Search code examples
rgbm

GBM error in classification bernoulli distribution


When running the gbm function for a classification problem. I get the following error:

Error in res[flag, ] <- predictions : replacement has length zero

I would like to know why I get this error and how to solve it.

My data is about 77 numeric variables(intergers) to be used in the classification and the 1 grouping factor. No other variables are in the data. There is no missing data in the data. The grouping factor is coded as a factor (0,1) as required.

The structure of my data looks something like this:

$Group : Factor w/ 2 levels "0", "1"
$it1 : int
...
$it70 : int

my model looks like this:

mod_gbm <- gbm(Group~. distribution = "bernoulli", data=df,
               n.trees=1000,shrinkage=.01, n.minobsinnode=5, 
               interaction.depth = 6, cv.folds=5) 

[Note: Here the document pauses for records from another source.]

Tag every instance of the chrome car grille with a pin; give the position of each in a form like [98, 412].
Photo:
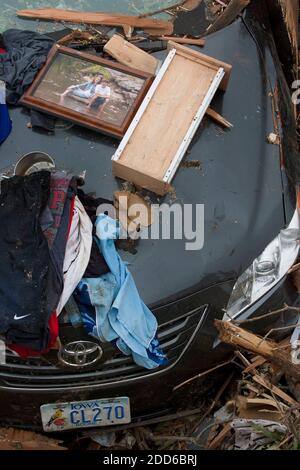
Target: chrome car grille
[174, 336]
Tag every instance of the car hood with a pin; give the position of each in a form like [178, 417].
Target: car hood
[239, 180]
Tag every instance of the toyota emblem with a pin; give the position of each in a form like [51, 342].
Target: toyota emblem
[80, 354]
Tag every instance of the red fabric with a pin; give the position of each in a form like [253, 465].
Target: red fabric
[71, 215]
[53, 321]
[53, 329]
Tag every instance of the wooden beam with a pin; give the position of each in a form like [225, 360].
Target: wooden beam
[111, 19]
[218, 118]
[188, 52]
[130, 55]
[234, 335]
[179, 40]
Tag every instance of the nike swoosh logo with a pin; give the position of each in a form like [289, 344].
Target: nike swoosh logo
[20, 318]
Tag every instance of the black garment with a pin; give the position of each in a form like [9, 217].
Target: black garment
[26, 54]
[26, 268]
[97, 264]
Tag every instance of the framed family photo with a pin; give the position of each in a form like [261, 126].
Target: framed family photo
[88, 90]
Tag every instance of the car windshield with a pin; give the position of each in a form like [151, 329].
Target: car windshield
[8, 18]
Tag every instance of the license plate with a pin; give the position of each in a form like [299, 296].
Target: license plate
[85, 414]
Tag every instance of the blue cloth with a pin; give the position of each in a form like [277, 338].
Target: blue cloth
[121, 316]
[5, 122]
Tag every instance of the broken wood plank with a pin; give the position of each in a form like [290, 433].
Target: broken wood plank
[218, 440]
[111, 19]
[187, 81]
[276, 390]
[130, 55]
[218, 118]
[233, 334]
[184, 40]
[203, 59]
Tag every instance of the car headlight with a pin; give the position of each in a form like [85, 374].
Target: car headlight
[266, 270]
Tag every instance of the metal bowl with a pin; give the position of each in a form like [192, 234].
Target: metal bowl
[33, 161]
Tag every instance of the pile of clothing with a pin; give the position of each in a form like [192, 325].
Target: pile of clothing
[56, 253]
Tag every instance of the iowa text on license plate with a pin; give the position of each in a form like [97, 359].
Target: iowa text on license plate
[85, 414]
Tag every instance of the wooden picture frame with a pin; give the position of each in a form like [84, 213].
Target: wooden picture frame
[169, 117]
[97, 93]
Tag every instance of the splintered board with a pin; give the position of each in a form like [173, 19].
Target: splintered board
[168, 118]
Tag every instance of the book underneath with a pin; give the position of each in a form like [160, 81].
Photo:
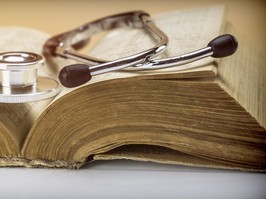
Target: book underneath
[211, 116]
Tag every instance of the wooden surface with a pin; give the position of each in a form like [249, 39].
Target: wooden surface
[56, 16]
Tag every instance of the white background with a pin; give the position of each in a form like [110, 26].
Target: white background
[129, 179]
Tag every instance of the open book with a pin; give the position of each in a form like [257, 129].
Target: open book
[210, 116]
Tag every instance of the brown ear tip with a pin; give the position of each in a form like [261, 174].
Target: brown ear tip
[223, 46]
[74, 75]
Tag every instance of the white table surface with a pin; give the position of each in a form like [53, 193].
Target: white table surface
[129, 179]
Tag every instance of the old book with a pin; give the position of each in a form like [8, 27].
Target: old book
[211, 116]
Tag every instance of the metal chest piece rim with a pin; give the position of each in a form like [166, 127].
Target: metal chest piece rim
[19, 82]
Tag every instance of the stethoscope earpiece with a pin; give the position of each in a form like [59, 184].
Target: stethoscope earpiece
[19, 80]
[78, 74]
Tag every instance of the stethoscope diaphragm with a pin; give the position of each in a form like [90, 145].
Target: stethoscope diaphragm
[19, 81]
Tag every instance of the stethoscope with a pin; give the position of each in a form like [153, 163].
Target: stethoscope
[18, 70]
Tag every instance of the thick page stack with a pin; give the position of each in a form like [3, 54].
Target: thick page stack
[210, 116]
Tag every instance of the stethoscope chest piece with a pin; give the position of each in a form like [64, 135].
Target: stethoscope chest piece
[19, 82]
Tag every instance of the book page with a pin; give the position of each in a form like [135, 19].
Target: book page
[243, 76]
[188, 30]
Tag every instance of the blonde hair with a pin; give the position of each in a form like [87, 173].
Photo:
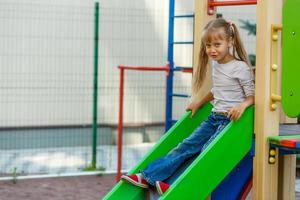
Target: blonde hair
[218, 29]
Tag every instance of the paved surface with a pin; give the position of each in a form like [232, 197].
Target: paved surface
[69, 188]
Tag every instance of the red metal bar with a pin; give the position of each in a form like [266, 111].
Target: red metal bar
[211, 4]
[246, 190]
[143, 68]
[120, 126]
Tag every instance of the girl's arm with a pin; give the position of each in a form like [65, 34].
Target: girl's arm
[194, 106]
[236, 112]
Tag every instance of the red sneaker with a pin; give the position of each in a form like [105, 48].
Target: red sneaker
[161, 187]
[136, 179]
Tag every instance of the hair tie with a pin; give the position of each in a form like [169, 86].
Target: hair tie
[231, 26]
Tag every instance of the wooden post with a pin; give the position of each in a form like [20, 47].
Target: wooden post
[201, 19]
[266, 121]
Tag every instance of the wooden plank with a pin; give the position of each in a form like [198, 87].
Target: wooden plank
[266, 122]
[201, 19]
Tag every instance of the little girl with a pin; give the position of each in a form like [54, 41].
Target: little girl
[232, 93]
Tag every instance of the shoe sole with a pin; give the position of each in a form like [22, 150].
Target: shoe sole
[126, 178]
[158, 188]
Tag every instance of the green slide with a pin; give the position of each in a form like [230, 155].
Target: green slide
[207, 170]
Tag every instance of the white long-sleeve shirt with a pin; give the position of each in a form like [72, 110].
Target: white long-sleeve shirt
[232, 83]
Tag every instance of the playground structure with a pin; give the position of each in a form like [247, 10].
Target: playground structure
[273, 174]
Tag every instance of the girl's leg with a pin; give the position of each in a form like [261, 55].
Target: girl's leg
[164, 167]
[221, 124]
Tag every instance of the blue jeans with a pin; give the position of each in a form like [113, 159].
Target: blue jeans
[164, 167]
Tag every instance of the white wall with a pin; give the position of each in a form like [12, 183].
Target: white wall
[46, 66]
[47, 60]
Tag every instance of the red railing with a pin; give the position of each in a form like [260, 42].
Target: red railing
[211, 4]
[121, 95]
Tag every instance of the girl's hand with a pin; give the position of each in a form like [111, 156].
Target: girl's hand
[236, 112]
[194, 106]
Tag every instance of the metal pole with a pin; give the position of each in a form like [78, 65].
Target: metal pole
[95, 86]
[120, 125]
[169, 92]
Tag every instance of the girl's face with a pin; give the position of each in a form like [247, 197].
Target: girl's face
[217, 48]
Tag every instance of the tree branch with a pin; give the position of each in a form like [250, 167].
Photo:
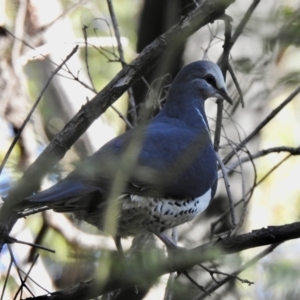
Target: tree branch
[207, 12]
[147, 266]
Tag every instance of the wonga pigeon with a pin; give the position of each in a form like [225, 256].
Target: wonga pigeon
[164, 172]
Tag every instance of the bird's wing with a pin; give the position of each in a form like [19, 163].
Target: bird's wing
[150, 161]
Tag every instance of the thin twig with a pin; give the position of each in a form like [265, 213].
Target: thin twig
[222, 62]
[121, 53]
[227, 186]
[26, 277]
[33, 109]
[237, 85]
[239, 29]
[11, 240]
[273, 113]
[251, 262]
[212, 272]
[86, 56]
[251, 191]
[6, 279]
[261, 153]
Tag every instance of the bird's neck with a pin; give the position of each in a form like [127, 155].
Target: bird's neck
[192, 114]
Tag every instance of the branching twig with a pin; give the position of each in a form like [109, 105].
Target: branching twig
[227, 186]
[145, 268]
[241, 269]
[33, 108]
[122, 58]
[291, 150]
[263, 123]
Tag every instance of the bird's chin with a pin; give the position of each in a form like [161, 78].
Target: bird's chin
[223, 94]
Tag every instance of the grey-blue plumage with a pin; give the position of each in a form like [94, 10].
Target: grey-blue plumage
[166, 170]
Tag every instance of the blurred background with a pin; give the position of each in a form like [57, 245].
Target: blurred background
[35, 36]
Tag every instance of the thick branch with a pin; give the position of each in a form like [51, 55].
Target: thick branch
[148, 266]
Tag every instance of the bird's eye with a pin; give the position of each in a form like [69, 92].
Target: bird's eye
[211, 80]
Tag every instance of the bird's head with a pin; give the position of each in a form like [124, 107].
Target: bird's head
[204, 78]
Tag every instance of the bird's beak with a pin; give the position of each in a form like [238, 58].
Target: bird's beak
[222, 92]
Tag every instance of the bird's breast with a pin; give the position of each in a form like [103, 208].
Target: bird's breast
[147, 214]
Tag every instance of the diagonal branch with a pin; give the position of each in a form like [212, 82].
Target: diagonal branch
[207, 12]
[147, 266]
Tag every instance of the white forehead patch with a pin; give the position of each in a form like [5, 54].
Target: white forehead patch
[214, 70]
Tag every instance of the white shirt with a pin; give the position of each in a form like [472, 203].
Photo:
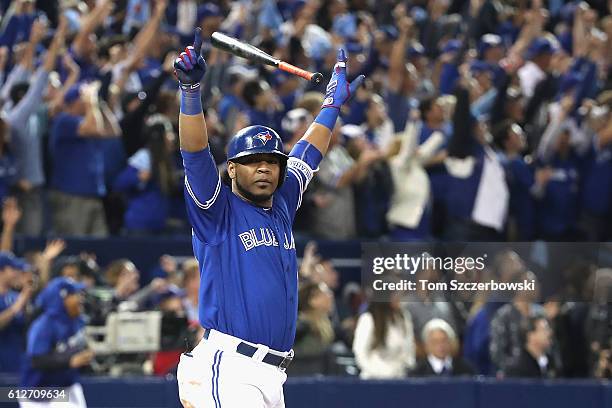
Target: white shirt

I realize this question is very similar to the one here: Problems in using GBM function to do classification in R but that person was wondering about using a numeric variable and the only response was to remove cv.folds. I would like to keep cv.folds in my model and to have it run.


Solution

  • If you check out the vignette of gbm:

    distribution: Either a character string specifying the name of the
              distribution to use or a list with a component ‘name’
              specifying the distribution and any additional parameters
              needed. If not specified, ‘gbm’ will try to guess: if the
              response has only 2 unique values, bernoulli is assumed;
              otherwise, if the response is a factor, multinomial is
              assumed
    

    If you only have two classes, you don't need to convert it into a factor. We can explore this with iris example, where I create a group label 0/1 :

    library(gbm)
    df = iris
    df$Group = factor(as.numeric(df$Species=="versicolor"))
    df$Species = NULL
     
    mod_gbm <- gbm(Group~.,distribution ="bernoulli", data=df,cv.folds=5)
    Error in res[flag, ] <- predictions : replacement has length zero
    

    I get the same error. So we convert it to numeric 0/1 and you can see it works correctly.

    When the variable is a factor, doing as.numeric() converts it to 1,2 with 1 corresponding to the first level. So this case, since Group is 0/1 to start with:

    df$Group = as.numeric(df$Group)-1
    mod_gbm <- gbm(Group~.,distribution ="bernoulli", data=df,cv.folds=5)
    

    And we get the predictions:

    pred = ifelse(predict(mod_gbm,type="response")>0.5,1,0)
    table(pred,df$Group)
    
        
    pred  0  1
       0 98  3
       1  2 47